A whaling attack is a special form of spear phishing that targets specific high-ranking victims within a company. Spear phishing attacks can target any specific individual. Both types of attack generally require more time and effort on the part of the attacker than ordinary phishing attacks.

Phishing is a broader term that covers any attack that tries to fool a victim into taking action, including sharing sensitive information, such as usernames, passwords and financial records for malicious purposes; installing malware or ransomware; or completing a fraudulent financial payment or wire transfer.

While ordinary phishing email attacks usually involve sending emails to a large number of individuals without knowing how many emails will be successful, whaling email attacks usually target one specific individual at a time — typically a high-ranking individual — with highly personalized information.

Examples of whaling attacks

In 2016, the Belgian Crelan Bank lost $75 million in a whaling attack centering on CEO fraud, when its CEO was whaled during a routine internal audit.
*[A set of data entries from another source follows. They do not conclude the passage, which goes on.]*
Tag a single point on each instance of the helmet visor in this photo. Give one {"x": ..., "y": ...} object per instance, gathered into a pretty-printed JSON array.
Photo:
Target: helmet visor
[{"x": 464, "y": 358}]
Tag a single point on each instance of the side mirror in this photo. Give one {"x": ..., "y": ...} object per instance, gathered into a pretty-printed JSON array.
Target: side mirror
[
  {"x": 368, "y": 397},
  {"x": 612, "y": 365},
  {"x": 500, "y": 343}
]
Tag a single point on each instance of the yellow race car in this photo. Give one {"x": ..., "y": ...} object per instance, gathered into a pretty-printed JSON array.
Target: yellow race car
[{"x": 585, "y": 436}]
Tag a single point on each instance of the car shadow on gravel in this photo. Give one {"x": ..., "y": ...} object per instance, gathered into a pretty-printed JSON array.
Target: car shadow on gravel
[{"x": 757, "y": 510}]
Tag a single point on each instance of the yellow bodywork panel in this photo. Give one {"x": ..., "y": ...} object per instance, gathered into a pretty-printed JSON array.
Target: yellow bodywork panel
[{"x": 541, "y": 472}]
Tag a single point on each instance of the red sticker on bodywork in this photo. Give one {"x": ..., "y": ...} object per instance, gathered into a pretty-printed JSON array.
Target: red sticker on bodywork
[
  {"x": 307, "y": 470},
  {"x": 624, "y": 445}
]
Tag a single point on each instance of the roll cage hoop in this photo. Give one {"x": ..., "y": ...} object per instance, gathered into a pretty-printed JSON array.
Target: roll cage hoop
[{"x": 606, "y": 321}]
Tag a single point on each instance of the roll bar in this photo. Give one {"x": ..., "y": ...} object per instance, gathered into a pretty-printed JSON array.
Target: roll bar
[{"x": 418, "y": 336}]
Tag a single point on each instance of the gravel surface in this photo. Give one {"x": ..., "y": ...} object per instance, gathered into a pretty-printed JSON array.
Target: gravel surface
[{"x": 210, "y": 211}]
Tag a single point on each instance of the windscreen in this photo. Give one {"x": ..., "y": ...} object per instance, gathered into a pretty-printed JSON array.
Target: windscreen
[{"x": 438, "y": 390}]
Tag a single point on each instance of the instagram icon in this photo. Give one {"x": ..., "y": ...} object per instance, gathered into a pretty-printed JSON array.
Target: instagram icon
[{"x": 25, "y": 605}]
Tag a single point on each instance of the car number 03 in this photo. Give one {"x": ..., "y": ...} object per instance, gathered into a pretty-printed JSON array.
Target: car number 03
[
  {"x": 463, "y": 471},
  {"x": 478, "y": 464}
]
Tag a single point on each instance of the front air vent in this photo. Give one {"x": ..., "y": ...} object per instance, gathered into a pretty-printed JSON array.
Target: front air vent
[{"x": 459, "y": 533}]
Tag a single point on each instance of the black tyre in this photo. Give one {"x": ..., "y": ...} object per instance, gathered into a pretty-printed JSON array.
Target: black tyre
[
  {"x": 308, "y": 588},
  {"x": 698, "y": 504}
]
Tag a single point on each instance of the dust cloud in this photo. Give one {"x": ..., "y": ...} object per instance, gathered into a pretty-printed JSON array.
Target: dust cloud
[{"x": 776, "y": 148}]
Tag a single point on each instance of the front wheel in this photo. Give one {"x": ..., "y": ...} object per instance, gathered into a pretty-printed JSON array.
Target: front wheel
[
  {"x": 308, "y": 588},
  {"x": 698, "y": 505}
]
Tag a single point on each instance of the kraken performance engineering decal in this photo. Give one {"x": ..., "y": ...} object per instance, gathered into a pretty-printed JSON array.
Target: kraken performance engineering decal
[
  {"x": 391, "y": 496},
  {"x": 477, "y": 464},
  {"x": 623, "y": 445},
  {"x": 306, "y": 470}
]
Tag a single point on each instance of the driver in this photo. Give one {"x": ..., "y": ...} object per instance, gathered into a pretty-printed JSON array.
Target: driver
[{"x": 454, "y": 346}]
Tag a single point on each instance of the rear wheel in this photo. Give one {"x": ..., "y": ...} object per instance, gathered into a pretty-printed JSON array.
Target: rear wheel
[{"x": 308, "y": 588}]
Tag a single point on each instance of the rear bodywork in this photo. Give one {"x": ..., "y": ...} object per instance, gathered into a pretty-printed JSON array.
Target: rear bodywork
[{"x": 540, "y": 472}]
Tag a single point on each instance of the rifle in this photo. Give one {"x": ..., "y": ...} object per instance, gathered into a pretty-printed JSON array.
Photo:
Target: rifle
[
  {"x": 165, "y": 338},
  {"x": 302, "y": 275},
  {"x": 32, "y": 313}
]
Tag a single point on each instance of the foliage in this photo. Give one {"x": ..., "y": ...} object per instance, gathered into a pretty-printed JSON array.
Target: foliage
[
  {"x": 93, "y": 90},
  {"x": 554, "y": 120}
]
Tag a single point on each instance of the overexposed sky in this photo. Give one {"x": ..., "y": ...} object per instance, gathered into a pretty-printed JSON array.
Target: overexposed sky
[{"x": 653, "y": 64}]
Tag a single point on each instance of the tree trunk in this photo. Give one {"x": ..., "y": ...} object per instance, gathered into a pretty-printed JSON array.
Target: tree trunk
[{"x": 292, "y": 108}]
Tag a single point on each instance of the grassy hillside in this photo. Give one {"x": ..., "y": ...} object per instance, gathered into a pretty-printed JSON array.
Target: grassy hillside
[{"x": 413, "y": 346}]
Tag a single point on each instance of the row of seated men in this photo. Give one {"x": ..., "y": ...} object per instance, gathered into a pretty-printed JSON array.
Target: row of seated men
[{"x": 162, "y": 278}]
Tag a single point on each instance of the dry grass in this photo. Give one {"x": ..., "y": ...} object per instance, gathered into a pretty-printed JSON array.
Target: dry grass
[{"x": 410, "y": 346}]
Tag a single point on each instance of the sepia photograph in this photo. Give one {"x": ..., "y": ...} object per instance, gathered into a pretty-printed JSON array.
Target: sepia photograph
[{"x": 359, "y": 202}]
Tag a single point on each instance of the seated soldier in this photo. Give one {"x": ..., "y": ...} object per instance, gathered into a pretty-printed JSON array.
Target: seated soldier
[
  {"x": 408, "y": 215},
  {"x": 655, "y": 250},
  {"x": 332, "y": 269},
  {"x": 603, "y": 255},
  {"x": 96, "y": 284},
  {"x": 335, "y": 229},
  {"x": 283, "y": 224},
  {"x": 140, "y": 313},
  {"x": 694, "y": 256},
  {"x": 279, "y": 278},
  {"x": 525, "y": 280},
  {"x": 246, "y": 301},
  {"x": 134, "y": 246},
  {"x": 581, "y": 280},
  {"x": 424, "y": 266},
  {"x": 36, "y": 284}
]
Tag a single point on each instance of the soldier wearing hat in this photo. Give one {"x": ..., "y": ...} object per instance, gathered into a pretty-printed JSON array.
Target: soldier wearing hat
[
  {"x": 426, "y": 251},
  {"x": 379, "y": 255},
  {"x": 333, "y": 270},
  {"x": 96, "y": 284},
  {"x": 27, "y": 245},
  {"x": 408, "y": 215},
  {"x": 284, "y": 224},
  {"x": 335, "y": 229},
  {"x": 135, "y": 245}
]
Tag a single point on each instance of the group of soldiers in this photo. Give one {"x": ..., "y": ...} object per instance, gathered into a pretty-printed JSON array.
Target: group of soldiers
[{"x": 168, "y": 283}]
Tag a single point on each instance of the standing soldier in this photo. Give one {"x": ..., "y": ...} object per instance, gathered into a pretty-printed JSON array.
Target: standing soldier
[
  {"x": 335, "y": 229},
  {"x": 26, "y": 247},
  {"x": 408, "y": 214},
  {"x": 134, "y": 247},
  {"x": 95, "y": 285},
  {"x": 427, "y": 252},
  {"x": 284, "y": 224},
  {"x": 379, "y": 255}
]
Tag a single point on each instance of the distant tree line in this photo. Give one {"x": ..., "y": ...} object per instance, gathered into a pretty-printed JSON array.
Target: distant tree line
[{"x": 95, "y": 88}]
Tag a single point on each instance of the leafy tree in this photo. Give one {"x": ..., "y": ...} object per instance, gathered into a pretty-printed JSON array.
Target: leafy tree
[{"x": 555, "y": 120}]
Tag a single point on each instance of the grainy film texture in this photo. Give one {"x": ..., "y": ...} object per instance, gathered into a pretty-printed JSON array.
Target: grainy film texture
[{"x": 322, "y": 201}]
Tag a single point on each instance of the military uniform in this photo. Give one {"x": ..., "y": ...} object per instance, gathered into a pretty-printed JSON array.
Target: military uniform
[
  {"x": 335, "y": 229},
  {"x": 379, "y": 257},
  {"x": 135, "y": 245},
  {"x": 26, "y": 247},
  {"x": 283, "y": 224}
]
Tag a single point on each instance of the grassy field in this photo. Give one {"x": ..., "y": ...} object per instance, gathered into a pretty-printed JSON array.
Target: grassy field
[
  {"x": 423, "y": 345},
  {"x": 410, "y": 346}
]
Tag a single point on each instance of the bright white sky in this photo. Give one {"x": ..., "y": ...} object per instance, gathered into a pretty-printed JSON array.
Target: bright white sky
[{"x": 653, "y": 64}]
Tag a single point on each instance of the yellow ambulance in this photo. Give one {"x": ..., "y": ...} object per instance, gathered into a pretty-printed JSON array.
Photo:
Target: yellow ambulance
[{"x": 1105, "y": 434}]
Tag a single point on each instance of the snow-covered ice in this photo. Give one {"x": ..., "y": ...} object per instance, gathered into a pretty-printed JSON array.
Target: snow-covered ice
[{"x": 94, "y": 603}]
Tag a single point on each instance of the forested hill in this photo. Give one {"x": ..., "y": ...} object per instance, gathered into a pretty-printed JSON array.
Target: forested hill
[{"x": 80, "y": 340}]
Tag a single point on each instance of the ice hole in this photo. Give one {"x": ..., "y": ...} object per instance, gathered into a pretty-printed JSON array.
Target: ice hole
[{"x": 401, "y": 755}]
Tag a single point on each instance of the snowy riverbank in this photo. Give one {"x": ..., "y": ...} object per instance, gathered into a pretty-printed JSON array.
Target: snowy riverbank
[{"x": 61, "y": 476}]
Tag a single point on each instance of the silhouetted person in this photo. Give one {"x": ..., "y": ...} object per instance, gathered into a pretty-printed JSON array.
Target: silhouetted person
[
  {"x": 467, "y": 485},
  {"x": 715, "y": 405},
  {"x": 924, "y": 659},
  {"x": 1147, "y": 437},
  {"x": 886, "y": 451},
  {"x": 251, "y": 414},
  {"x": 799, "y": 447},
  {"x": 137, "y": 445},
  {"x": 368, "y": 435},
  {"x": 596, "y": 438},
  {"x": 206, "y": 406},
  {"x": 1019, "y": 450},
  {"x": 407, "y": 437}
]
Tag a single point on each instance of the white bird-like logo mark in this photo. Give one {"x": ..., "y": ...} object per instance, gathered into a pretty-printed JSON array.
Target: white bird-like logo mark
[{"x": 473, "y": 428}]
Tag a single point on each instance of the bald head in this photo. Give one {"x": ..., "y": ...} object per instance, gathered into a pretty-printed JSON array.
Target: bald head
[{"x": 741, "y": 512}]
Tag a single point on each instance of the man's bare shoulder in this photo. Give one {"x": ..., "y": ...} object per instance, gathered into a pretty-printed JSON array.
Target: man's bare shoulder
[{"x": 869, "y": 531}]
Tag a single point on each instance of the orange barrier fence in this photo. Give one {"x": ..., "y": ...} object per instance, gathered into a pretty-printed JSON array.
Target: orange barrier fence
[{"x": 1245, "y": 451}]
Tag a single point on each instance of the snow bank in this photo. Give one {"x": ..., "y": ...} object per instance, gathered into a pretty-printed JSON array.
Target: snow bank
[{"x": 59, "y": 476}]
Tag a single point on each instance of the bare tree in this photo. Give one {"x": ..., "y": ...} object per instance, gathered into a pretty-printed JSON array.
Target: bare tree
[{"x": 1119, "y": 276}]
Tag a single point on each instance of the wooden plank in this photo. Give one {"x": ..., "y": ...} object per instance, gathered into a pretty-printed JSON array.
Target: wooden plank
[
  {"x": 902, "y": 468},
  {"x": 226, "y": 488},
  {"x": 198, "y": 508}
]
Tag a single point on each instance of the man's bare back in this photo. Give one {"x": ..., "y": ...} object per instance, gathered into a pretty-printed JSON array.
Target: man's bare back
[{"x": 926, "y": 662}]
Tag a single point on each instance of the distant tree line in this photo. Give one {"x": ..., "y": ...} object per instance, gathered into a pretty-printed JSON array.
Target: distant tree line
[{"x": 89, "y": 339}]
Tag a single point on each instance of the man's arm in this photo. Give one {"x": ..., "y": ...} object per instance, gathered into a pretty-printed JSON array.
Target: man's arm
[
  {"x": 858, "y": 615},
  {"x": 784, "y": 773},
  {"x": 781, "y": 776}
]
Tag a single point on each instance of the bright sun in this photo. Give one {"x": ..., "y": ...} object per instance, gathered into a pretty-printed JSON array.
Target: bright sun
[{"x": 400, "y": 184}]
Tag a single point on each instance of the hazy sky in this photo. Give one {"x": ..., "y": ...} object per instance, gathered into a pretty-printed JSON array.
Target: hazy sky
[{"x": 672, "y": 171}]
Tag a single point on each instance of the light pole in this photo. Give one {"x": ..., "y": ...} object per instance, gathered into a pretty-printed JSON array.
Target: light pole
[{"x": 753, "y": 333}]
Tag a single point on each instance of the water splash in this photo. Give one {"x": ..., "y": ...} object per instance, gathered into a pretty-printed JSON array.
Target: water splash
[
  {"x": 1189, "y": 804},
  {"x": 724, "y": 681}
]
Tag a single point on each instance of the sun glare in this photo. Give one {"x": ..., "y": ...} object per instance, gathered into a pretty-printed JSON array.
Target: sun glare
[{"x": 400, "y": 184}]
The attack was an example of CEO fraud.

In a more recent example, Australian hedge fund Tessian lost $8.7 million in 2020 when hackers sent out a fake Zoom invitation — a technique that flourished during the COVID-19 pandemic — and one of the fund’s co-founders opened it. The bogus Zoom invitation installed a malicious link that created fake invoices in the fund’s email system.

In 2024, a human resources executive at Pune IT was duped into purchasing more than $11,000 worth of Apple gift cards for all the company’s employees by cybercriminals posing as the company’s CEO.

Fast Company predicted an increase in whaling attacks in 2024, citing the Okta attack, in which hackers accessed customers’ uploaded browser files. The magazine explained that the increase is a result of breakthroughs in new technologies that can penetrate multifactor authentication. Fast Company also predicted increases in spear phishing due to artificial intelligence.

According to David Fine, supervisory special agent at the FBI, people are the key to both carrying out and defending against phishing attacks.